I've spent most of my career working in bare-metal/supervisory land, and yeah, even a off-by-one *read* could have some nasty consequences depending on which bus address that happens to hit. OTOH, while the behavior of that off-by-one read is truly unknowable from C's perspective, if the developer "corrects" the bug by incrementing the array size by one (therefore making it too large for the hw resource) the program is now "correct" from C's perspective, but will trigger the same nasty consequences on the actual hardware.

Undefined Behaviour as usual

Posted Mar 1, 2024 16:34 UTC (Fri) by farnz (subscriber, #17727) [Link]

OTOH, while the behavior of that off-by-one read is truly unknowable from C's perspective, if the developer "corrects" the bug by incrementing the array size by one (therefore making it too large for the hw resource) the program is now "correct" from C's perspective, but will trigger the same nasty consequences on the actual hardware.

I spend a lot of time in the land of qualified compilers, where the compiler promises that as long as you stick to the subset of the language that's qualified, you can look only at the behaviours evident in the source code to determine what the binary will do.
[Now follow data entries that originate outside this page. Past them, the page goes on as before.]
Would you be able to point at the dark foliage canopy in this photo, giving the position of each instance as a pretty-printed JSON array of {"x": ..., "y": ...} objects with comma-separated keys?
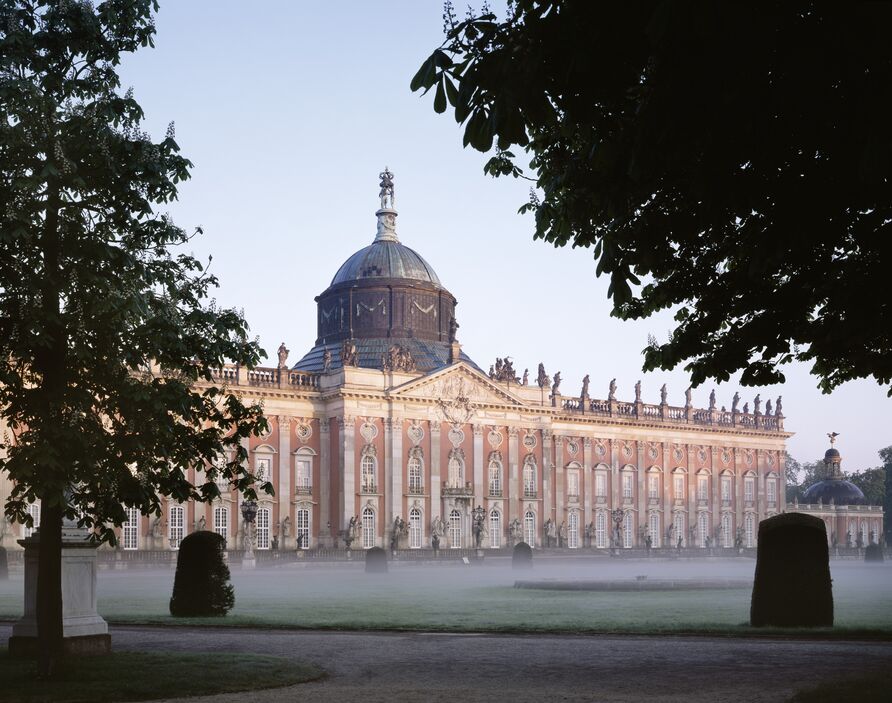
[{"x": 729, "y": 161}]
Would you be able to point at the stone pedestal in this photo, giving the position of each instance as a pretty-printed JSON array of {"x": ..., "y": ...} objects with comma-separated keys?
[{"x": 83, "y": 630}]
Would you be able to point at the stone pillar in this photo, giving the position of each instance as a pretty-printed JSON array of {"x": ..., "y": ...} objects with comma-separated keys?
[
  {"x": 325, "y": 516},
  {"x": 284, "y": 490}
]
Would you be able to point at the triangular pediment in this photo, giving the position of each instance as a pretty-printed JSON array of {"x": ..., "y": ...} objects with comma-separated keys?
[{"x": 459, "y": 381}]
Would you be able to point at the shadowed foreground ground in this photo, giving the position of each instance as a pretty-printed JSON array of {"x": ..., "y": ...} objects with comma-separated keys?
[{"x": 442, "y": 667}]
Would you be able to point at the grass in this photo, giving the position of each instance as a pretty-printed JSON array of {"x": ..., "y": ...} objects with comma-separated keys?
[
  {"x": 143, "y": 676},
  {"x": 482, "y": 599}
]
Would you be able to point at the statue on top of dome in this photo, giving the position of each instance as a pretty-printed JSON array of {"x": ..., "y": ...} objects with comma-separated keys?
[{"x": 388, "y": 201}]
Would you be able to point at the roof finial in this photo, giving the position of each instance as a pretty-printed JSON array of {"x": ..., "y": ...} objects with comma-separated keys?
[{"x": 387, "y": 214}]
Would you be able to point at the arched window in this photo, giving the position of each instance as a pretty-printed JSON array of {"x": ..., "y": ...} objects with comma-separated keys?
[
  {"x": 455, "y": 530},
  {"x": 628, "y": 529},
  {"x": 573, "y": 530},
  {"x": 368, "y": 528},
  {"x": 654, "y": 529},
  {"x": 703, "y": 528},
  {"x": 495, "y": 529},
  {"x": 130, "y": 531},
  {"x": 529, "y": 528},
  {"x": 221, "y": 522},
  {"x": 495, "y": 478},
  {"x": 261, "y": 528},
  {"x": 456, "y": 473},
  {"x": 601, "y": 530},
  {"x": 529, "y": 479},
  {"x": 750, "y": 529},
  {"x": 176, "y": 522},
  {"x": 367, "y": 473},
  {"x": 727, "y": 531},
  {"x": 416, "y": 484},
  {"x": 415, "y": 535}
]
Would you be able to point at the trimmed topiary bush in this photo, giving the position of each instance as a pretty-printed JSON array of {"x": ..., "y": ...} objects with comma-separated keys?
[
  {"x": 522, "y": 556},
  {"x": 201, "y": 585},
  {"x": 792, "y": 586},
  {"x": 376, "y": 561},
  {"x": 873, "y": 552}
]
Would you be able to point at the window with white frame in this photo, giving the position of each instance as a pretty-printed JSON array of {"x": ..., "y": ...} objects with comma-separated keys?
[
  {"x": 302, "y": 533},
  {"x": 703, "y": 528},
  {"x": 415, "y": 535},
  {"x": 455, "y": 530},
  {"x": 221, "y": 522},
  {"x": 749, "y": 526},
  {"x": 495, "y": 478},
  {"x": 654, "y": 529},
  {"x": 628, "y": 529},
  {"x": 702, "y": 488},
  {"x": 529, "y": 479},
  {"x": 456, "y": 473},
  {"x": 176, "y": 525},
  {"x": 601, "y": 484},
  {"x": 679, "y": 486},
  {"x": 726, "y": 488},
  {"x": 653, "y": 486},
  {"x": 130, "y": 530},
  {"x": 601, "y": 530},
  {"x": 416, "y": 484},
  {"x": 573, "y": 483},
  {"x": 34, "y": 512},
  {"x": 573, "y": 530},
  {"x": 261, "y": 528},
  {"x": 529, "y": 528},
  {"x": 368, "y": 528},
  {"x": 495, "y": 529},
  {"x": 303, "y": 473},
  {"x": 727, "y": 531},
  {"x": 367, "y": 474}
]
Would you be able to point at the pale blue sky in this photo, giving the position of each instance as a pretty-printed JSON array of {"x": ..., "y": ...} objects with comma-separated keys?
[{"x": 290, "y": 109}]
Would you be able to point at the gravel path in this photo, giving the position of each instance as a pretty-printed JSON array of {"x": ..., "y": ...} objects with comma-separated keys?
[{"x": 392, "y": 667}]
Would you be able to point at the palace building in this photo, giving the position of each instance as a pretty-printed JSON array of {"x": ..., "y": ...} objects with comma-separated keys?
[{"x": 386, "y": 433}]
You're expected, if you're working in this land, to have proper code review and separate code audit processes so that a fix of the type you describe never makes it to production, since it's obvious from the source code that the program, while "correct" from C's perspective, is incorrect from a higher level perspective.

And a lot of the problems I see with the way UB is handled feel like people expect all compilers to behave like qualified compilers, not just on a subset of the language, but on everything, including UB.